Michael Lewis, The Big Short: Inside the Doomsday Machine
OS QUATRO CAVALEIROS DO APOCALIPSE FINANCEIRO

O filme se baseia na história real de Michael Burry, um analista de investimentos que um dia teve a ideia de abrir os pacotes de títulos de dividas (CDO) que sustentavam a economia americana e constatou o óbvio: ele estava podre por dentro. Quase todo o sistema estava operando com dinheiro que não existia, quando a conta disso chegasse seria um desastre.

Então ele decidiu usar isso para ganhar muito dinheiro. Ele fez diversos seguros que o indenizariam caso o sistema quebrasse, aos quais os bancos aceitaram com muita alegria.

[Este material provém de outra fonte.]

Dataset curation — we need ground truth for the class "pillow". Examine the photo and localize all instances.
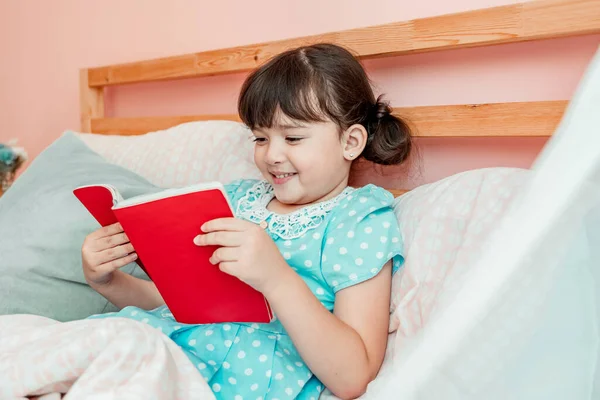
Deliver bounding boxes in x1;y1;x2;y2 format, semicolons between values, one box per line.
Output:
80;121;261;187
390;168;530;336
0;132;160;321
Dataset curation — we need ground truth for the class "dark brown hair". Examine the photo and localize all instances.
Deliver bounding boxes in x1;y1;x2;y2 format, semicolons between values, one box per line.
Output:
238;44;412;165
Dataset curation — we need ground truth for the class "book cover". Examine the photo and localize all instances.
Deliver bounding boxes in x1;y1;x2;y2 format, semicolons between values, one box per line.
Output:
74;184;272;324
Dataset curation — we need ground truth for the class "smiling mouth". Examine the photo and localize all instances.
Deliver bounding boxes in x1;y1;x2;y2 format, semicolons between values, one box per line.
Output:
271;172;298;185
271;172;296;179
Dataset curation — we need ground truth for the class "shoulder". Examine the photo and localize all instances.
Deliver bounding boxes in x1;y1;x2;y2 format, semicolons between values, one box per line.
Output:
224;179;261;208
332;185;394;222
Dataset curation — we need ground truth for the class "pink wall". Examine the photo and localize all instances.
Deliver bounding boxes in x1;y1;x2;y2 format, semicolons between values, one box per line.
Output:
0;0;600;186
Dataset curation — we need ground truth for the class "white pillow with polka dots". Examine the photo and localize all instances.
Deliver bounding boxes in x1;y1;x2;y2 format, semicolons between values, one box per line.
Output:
79;121;260;187
390;168;530;336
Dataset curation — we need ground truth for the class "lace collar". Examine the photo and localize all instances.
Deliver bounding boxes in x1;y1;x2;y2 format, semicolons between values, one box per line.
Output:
236;181;356;240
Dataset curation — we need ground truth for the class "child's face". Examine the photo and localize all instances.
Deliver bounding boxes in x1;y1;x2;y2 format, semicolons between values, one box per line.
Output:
254;116;350;204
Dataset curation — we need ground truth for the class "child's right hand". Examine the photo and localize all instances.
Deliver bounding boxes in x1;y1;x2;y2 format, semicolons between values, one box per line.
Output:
81;223;137;286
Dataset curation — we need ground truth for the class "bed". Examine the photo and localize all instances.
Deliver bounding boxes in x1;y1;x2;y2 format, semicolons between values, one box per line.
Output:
0;0;600;399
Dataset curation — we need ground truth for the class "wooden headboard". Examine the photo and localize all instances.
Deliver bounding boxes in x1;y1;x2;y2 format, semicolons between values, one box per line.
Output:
80;0;600;195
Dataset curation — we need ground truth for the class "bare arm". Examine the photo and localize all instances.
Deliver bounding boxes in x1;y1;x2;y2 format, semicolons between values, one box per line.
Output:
265;262;392;399
90;271;165;310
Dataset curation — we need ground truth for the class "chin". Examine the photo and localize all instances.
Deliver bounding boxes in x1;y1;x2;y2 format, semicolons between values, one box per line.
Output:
275;189;300;204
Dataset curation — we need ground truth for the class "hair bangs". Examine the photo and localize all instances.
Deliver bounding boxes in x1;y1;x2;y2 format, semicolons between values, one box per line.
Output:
238;49;332;129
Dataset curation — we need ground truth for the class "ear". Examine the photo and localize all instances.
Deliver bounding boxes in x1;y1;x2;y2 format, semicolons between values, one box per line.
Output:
342;124;368;161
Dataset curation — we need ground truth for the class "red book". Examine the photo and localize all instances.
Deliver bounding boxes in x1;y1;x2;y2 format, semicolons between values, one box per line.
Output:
73;183;272;324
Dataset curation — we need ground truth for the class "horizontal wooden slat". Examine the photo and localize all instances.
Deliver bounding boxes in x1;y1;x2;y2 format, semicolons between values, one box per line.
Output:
89;0;600;87
91;101;567;137
394;101;567;137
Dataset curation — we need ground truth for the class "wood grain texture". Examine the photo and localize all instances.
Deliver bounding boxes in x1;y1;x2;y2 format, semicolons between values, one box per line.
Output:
91;101;567;137
89;0;600;87
394;101;568;137
79;69;104;132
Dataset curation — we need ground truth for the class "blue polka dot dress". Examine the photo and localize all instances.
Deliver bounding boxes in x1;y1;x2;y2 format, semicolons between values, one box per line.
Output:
90;180;403;400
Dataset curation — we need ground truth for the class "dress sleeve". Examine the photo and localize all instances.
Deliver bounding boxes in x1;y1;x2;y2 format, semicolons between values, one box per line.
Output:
321;185;404;292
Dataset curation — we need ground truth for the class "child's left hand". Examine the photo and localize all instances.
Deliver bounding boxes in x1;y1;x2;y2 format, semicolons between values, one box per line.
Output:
194;218;289;294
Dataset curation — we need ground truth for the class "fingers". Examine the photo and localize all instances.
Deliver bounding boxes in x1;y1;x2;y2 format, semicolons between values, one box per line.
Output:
96;243;133;264
95;253;137;275
90;222;123;239
219;261;236;276
200;218;246;233
98;232;129;249
194;231;244;247
209;247;239;265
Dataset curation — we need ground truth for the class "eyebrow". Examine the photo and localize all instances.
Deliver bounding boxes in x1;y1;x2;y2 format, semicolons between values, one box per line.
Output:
254;123;305;134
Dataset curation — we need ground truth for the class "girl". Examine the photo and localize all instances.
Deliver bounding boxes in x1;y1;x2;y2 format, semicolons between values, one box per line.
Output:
82;44;411;399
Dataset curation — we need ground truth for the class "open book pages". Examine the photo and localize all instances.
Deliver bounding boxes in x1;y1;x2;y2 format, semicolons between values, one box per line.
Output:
115;182;231;209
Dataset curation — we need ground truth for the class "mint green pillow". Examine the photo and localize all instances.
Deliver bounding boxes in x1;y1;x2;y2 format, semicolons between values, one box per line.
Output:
0;132;160;321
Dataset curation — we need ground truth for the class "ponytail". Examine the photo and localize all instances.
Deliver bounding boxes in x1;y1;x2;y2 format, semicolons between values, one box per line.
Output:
362;96;413;165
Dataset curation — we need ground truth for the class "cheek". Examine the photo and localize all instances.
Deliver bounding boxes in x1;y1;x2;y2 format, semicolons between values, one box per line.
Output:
254;145;264;166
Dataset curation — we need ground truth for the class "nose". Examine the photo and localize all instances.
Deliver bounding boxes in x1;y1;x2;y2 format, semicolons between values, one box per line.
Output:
265;140;285;165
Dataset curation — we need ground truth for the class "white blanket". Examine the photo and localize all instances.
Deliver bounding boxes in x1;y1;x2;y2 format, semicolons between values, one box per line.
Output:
0;315;214;400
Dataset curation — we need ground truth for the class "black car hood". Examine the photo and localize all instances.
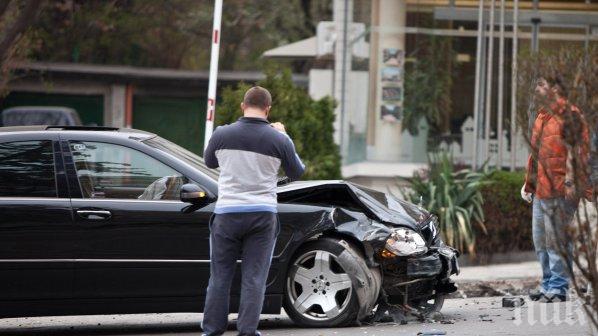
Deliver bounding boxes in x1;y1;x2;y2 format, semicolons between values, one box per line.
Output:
278;180;430;230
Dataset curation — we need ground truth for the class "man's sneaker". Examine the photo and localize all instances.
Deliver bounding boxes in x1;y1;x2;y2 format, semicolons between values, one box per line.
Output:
538;293;567;303
529;289;544;301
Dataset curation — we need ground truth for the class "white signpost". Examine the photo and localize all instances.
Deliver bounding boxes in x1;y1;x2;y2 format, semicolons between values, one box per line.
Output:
203;0;222;149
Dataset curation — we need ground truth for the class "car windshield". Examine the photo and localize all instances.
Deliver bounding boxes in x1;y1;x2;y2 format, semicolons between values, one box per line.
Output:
143;136;220;181
351;184;427;221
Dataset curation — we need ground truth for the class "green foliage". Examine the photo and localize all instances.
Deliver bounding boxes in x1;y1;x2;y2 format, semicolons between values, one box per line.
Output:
216;68;341;179
517;43;598;140
30;0;331;70
403;36;456;135
474;171;533;262
401;153;489;254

"O que? Uma apólice de seguros cara pra caralho contra uma coisa que nunca vai acontecer? Claro senhor, podemos fazer uma apólice de 100 milhões para o senhor... *murmurandomas já que nunca vai acontecer mesmo, idiota *fim do murmúrio* não quer pagar mais 20% e subir para 200 milhões?"

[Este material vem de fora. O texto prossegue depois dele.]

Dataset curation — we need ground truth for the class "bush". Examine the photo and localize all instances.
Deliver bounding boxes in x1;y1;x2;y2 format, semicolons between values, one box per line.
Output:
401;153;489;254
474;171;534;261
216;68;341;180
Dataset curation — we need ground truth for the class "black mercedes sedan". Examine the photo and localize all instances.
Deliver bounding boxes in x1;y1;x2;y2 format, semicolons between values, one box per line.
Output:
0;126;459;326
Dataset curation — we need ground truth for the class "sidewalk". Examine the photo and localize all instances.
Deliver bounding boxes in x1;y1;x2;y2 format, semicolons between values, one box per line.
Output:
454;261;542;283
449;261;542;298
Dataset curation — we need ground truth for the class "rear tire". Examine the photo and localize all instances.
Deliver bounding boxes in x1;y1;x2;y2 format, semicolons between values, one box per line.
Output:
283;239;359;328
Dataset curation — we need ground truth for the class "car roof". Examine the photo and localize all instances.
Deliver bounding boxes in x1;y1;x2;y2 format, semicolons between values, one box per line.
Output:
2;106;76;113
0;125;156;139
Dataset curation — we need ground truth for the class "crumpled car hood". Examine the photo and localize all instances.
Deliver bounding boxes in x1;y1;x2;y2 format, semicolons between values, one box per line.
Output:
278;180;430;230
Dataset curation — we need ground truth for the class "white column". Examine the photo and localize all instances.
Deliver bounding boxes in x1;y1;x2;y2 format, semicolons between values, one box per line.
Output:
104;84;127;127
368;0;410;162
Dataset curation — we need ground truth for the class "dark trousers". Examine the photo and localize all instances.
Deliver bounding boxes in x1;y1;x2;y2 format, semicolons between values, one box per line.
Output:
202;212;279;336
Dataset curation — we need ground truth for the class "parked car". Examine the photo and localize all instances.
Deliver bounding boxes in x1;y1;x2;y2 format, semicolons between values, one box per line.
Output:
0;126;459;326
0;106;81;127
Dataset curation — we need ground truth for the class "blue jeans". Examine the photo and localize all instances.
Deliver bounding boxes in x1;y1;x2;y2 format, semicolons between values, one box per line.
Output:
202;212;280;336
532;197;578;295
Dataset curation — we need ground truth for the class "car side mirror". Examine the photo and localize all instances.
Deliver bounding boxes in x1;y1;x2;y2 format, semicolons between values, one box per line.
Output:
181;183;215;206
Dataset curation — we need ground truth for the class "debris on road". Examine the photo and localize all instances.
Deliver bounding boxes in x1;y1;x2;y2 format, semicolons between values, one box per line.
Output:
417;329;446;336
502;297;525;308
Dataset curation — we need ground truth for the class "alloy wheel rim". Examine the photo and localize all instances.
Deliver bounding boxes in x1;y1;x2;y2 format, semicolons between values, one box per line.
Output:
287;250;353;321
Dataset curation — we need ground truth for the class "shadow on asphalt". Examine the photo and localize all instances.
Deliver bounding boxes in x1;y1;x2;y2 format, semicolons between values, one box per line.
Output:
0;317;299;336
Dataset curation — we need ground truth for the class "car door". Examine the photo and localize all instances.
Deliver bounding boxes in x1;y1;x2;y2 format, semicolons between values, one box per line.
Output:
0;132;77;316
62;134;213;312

Ele fez uma grande aposta contra o sistema financeiro (daí o nome do filme) e o fim da história todo mundo sabe como foi. Alguns poucos outros investidores encontraram, as vezes por acaso, as vezes por competência, a trilha de migalhas de pão deixadas pelo visionário Michael Burry e entraram nessa jogada também.

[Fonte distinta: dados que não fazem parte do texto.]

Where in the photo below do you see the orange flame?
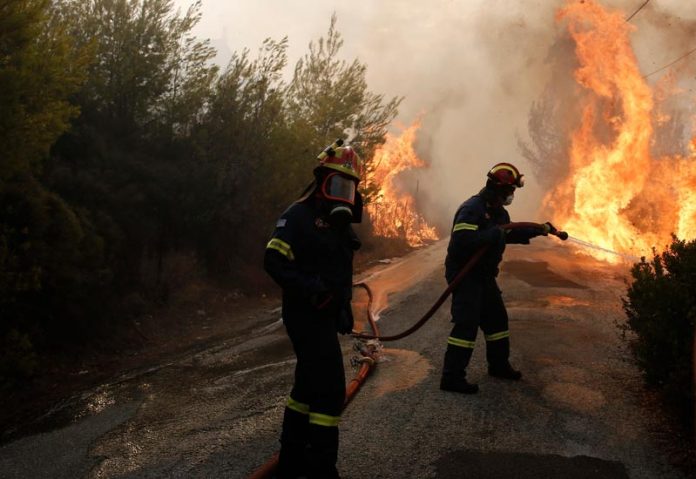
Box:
[366,122,438,247]
[544,0,696,260]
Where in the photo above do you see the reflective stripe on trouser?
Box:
[485,330,510,365]
[279,316,346,478]
[442,278,510,377]
[442,323,476,378]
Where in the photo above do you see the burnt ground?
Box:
[0,238,696,479]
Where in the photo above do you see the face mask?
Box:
[329,203,353,228]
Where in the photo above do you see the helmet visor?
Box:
[321,173,355,205]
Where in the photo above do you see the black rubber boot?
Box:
[276,408,309,479]
[488,363,522,381]
[440,344,478,394]
[307,424,340,479]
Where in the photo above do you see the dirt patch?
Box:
[500,261,587,289]
[544,382,606,413]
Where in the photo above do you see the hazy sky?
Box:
[176,0,696,225]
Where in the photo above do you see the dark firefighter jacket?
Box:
[264,199,360,333]
[445,189,542,289]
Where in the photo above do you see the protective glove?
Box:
[542,221,558,236]
[336,301,353,334]
[309,291,334,311]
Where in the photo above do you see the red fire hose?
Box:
[249,283,379,479]
[353,222,568,341]
[249,222,568,479]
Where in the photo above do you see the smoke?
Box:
[185,0,696,230]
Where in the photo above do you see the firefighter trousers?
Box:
[278,316,346,479]
[442,279,510,378]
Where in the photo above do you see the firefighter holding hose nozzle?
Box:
[264,140,362,479]
[440,163,557,394]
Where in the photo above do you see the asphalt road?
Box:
[0,238,683,479]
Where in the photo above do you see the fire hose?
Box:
[249,222,568,479]
[353,222,568,341]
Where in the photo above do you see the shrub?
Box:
[624,237,696,432]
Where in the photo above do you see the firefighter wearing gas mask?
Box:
[264,140,362,479]
[440,163,553,394]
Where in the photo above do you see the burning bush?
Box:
[624,237,696,432]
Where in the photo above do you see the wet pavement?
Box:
[0,238,683,479]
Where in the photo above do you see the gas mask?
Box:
[320,173,362,227]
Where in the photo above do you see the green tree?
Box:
[197,38,295,274]
[0,0,86,181]
[0,0,101,383]
[47,0,217,296]
[624,238,696,434]
[287,15,402,201]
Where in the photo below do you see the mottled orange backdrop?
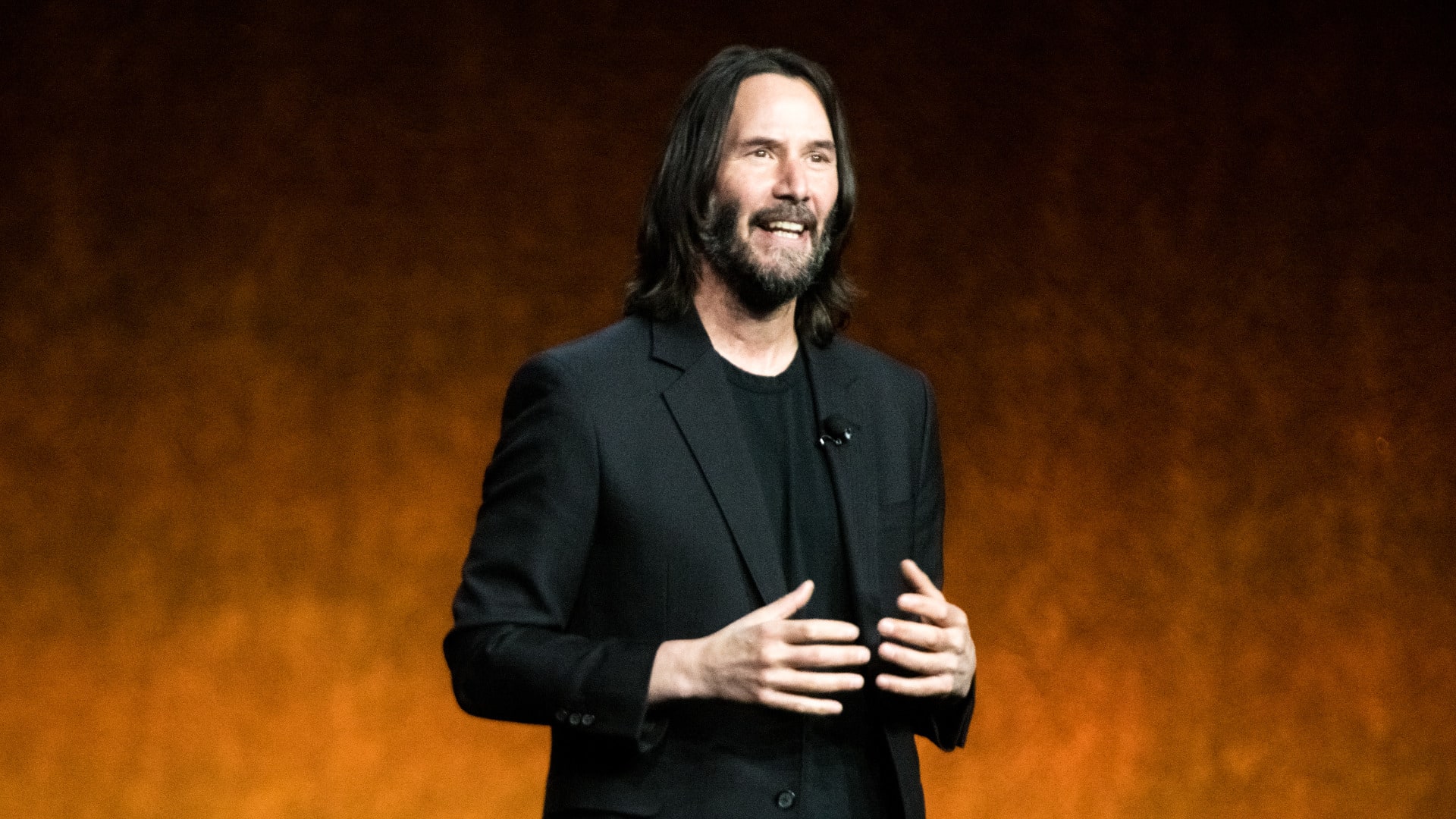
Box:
[0,0,1456,819]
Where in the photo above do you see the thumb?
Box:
[738,580,814,625]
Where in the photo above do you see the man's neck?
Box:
[693,264,799,376]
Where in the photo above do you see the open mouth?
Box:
[753,213,814,239]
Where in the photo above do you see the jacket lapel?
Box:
[652,312,788,604]
[804,341,883,632]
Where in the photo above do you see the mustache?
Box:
[748,202,818,234]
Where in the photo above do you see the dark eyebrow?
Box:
[738,137,836,153]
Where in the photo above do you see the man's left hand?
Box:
[875,560,975,697]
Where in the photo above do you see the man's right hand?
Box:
[646,580,869,714]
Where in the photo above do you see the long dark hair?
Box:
[626,46,855,347]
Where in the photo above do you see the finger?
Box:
[875,673,956,697]
[763,669,864,694]
[758,688,845,717]
[900,558,945,601]
[880,642,959,676]
[880,617,959,651]
[737,580,814,625]
[896,593,965,626]
[777,620,859,644]
[782,645,869,669]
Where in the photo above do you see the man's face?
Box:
[703,74,839,313]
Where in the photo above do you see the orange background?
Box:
[0,0,1456,819]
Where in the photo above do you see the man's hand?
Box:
[875,560,975,697]
[646,580,869,714]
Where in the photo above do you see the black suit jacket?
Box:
[444,313,974,819]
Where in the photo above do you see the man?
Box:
[446,46,975,819]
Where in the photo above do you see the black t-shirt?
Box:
[723,351,899,819]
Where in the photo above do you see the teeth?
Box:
[769,221,804,233]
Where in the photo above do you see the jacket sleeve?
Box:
[912,376,975,751]
[444,347,657,742]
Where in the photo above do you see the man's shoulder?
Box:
[514,316,651,395]
[824,335,929,389]
[540,316,652,370]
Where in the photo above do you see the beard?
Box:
[701,198,828,318]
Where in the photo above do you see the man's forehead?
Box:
[730,74,833,140]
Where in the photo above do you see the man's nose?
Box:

O personagem de Christian Bale, inspirado na história real de Michael Burry, é o primeiro a enxergar a crise. Como? “Fazendo o que ninguém fez: olhando”. Por décadas as dívidas imobiliárias foram pagas em dia, o que transformou o negócio em uma certeza. Em certa altura, alguém no filme pergunta: “quem deixaria de pagar a hipoteca?”.

Burry não acredita apenas na classificação de risco de calote dada pelos bancos e começa a investigar as casas hipotecadas. Quem são os donos? Qual a parcela de seus salários eles usam na hipoteca? Onde eles trabalham? Qual a taxa de inadimplência?

Assim ele descobre que os bancos foram dando empréstimos com garantias de retorno cada vez mais frouxas. As taxas de juros cresciam em caso de inadimplência e tornavam as dívidas impagáveis. A base do mercado de hipotecas estava podre e o sistema havia crescido de maneira irresponsável.

O filme acompanha quatro grupos de investidores (Michael e mais três times) durante essa brincadeira.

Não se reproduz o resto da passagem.